Clausen and some others would talk about their friend's drinking that night. It "had gotten out of control," testified William "Mikey" Thompson, from Richmond. Huguely was getting drunk every time he drank, three or four nights a week, and he was neglecting things he shouldn't.
"The drinking would kind of just fade away other things," Thompson said.
Huguely placed a phone call about 12:15 a.m. May 3, 2010, as Love was struggling alone in her room, according to medical testimony. He called a young woman he had met a week before at a concert, the woman said on the witness stand.
"He was just seeing what I was doing," she testified. The conversation lasted about a minute. "I sent a text to him saying I was out of town and never heard anything back."
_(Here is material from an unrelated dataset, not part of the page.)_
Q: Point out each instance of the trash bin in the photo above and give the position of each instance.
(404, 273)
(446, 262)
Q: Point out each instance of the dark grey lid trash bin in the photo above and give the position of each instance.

Love's body was discovered about two hours later, and Huguely was in custody by 8 a.m.
Medical experts for the prosecution, including the man who performed Love's autopsy, determined that she died from blunt force trauma to the head, which interrupted her heartbeat and, in turn, the flow of blood to her brain. They noted multiple bruises to her brain, including significant contusions on the stem, and said there was no way that CPR could have caused the damage.
Defense witness Leestma contradicted all of those claims, saying he saw little bruising, and what there was could have been caused by CPR. He also said it was possible for Love, who had been drinking that night, to have been smothered by her pillow, which was wet with blood from her nose, though prosecution witnesses have previously said there was no indication of asphyxiation.
A toxicologist also testified for the defense that Love's blood alcohol was twice the legal limit when Huguely confronted her and that she would have had trouble walking smoothly, judging situations and controlling her emotions.
"She was freaked out and she became aggressive and then, ultimately, bad things happened," Lawrence said during the motions hearing, referring to the confrontation she had with Huguely.
Chapman characterized it as an assault that led to "fatal injuries," however, and tried to discredit Leestma while he was on the stand. The neuropathologist runs a consulting business, working as a professional defense witness. He said he has billed roughly $8,000 for his work on the case so far.
"You're an expert witness who goes from state to state," Chapman said.
Court is expected to resume Thursday morning.